Crystallographic Information File (CIF) is a standard text file format for representing crystallographic information. This file format is relevant for users of programs such as CRYSTAL, Quantum Espresso, VASP, etc. In these quantum simulations, exploiting the use of symmetry can accelerate the calculation process. One of the easiest ways to symmetrize a structure is by using FINDSYM.[1][2] This tool finds the space group symmetry of a system and creates a corresponding symmetrized CIF file.

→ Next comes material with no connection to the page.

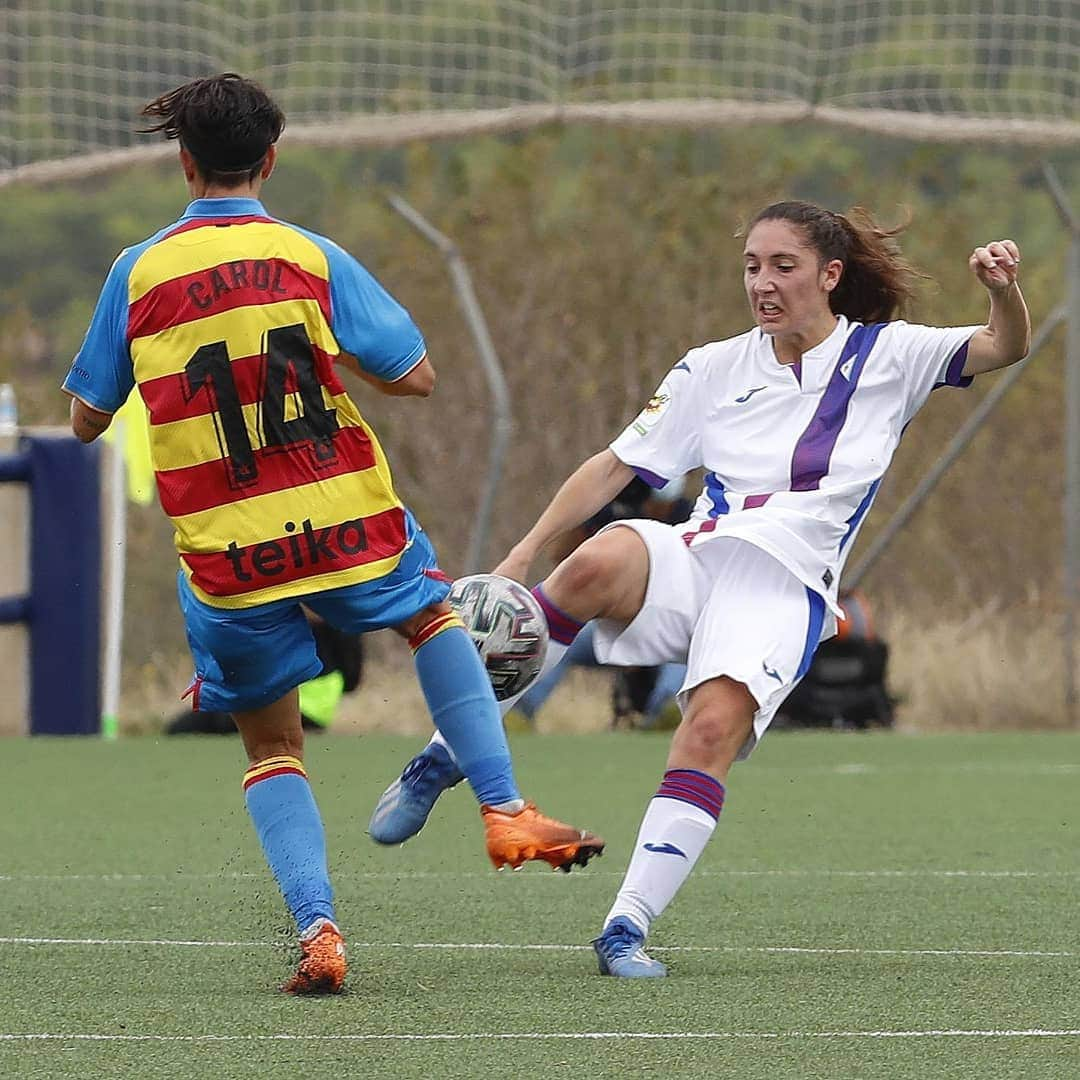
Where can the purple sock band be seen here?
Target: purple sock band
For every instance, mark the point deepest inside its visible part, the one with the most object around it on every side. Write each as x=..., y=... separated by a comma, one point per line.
x=563, y=628
x=698, y=788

If only a few structures are being symmetrized, the FINDSYM online tool is perfectly suitable. However, when symmetrizing a large number of structures, it is preferable to make a local installation of the program and set up a script to symmetrize all structures automatically. Here, we describe this process.
To use FINDSYM locally, we need to install the ISOTROPY software suite. The instructions for installing this suite (on Linux) are shown on this web page.

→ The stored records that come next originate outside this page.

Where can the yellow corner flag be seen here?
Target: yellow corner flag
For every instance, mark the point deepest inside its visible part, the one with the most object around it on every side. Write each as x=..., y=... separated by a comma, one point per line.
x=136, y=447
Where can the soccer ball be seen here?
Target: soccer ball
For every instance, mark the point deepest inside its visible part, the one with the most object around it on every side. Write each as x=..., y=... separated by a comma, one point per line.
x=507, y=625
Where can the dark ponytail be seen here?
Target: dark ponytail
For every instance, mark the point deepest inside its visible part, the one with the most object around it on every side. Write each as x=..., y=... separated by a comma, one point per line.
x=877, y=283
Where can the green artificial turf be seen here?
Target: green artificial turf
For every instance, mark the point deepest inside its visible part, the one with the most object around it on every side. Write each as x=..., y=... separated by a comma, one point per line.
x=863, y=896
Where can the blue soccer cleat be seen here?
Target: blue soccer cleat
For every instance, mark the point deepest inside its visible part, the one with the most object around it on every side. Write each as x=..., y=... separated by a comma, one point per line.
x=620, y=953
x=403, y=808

Note that step 5 is to "Add an environment variable ISODATA which contains the full path to the isobyu directory". To set up this environment variable, I added the following line to my .bashrc file (if using arch-based systems, a similar line is required in your .zshrc file):
export ISODATA="/folder/path/isobyu/"
Remember to do source ~/.bashrc after adding this line.
Once ISOTROPY is correctly installed in your system, you can use a Python script to automatically generate symmetrized CIFs from non-symmetrized CIFs in a directory. The following is a sample script that I used. Modifications can be made depending on the systems that you are trying to symmetrize.

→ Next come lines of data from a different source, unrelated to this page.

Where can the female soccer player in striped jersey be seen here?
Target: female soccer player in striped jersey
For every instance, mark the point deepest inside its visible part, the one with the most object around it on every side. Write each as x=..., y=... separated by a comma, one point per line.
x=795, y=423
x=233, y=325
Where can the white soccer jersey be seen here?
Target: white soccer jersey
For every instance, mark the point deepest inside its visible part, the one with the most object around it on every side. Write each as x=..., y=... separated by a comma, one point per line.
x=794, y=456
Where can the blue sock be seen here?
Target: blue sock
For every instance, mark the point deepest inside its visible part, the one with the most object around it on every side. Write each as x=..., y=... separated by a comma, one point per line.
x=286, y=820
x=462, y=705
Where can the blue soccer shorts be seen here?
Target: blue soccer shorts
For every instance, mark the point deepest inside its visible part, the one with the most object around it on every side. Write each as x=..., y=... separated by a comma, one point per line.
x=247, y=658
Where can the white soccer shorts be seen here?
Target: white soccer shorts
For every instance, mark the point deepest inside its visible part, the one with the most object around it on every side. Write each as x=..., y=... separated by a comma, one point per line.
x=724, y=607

There are two necessary and four optional changes to be made in this version of the script.
Necessary changes
1) Specify the CIF file path (DIR variable)
2) Specify the isobyu installation path (findsym_path variable)
Optional changes
1) Lattice tolerance (default = 0.1E-4)
2) Atomic position tolerance (default = 0.1E-2)
3) Atomic position max tolerance (default = 0.33E+00)
4) Occupation tolerance (default = 0.1E-2)
import subprocess,glob,os
# Set this path to where your CIFs are. You can also set the variable to os.getcwd()+'/' to automatically set the path to the current working directory
DIR = '/folder/path/for/CIFs/' #(os.getcwd()+'/')
# Change the tolerance according to your needs
latticeTolerance = 0.1E-4
atomicPositionTolerance = 0.100E-02
atomicPositionMaxTolerance = 0.330E+00
occupationTolerance = 0.100E-02
def findsym(material):
# Set the path to the FINDSYM executable
findsym_path = '/folder/path/isobyu/'
# Set the input file name and path
input_file_name = str(material)+'.cif'
input_file = DIR+input_file_name
# Run findsym_cifinput as an external command. This generates a FINDSYM input (called tempfile) from a non-symmetrized CIF file.
command_cifinput = findsym_path+'findsym_cifinput '+input_file+' > tempfile'
subprocess.run(command_cifinput,shell=True)
# Change the tolerances in the tempfile to what was specified above
lines = []
with open('tempfile') as f:
for i, line in enumerate(f):
lines.append(line)
lines[4] = str(latticeTolerance)+'\n'
lines[6] = str(atomicPositionTolerance)+'\n'
lines[8] = str(atomicPositionMaxTolerance)+'\n'
lines[10] = str(occupationTolerance)+'\n'
new_tempfile = open('tempfile_new','w+')
for item in lines:
new_tempfile.write(item)
new_tempfile.close()
# Run findsym to generate the symmetrized CIF
command_findsym = findsym_path+'findsym tempfile_new'
subprocess.run(command_findsym,shell=True)
# Change the default CIF name to <Material>_sym.cif
change_name = 'mv findsym.cif '+str(material)+'_sym.cif'
subprocess.run(change_name,shell=True)
# Iterate over all CIFs in the DIR path
nDIR = len(DIR)
ntype = len(".cif")
pathlist = glob.glob(DIR+'*.cif')
for path in pathlist:
path_in_str = str(path)
material = path_in_str[nDIR:-ntype]
if material == "":break
findsym(material)
References:
[1] H. T. Stokes, D. M. Hatch, and B. J. Campbell, FINDSYM, ISOTROPY Software Suite, iso.byu.edu.
[2] H. T. Stokes and D. M. Hatch, "Program for Identifying the Space Group Symmetry of a Crystal", J. Appl. Cryst. 38, 237-238 (2005).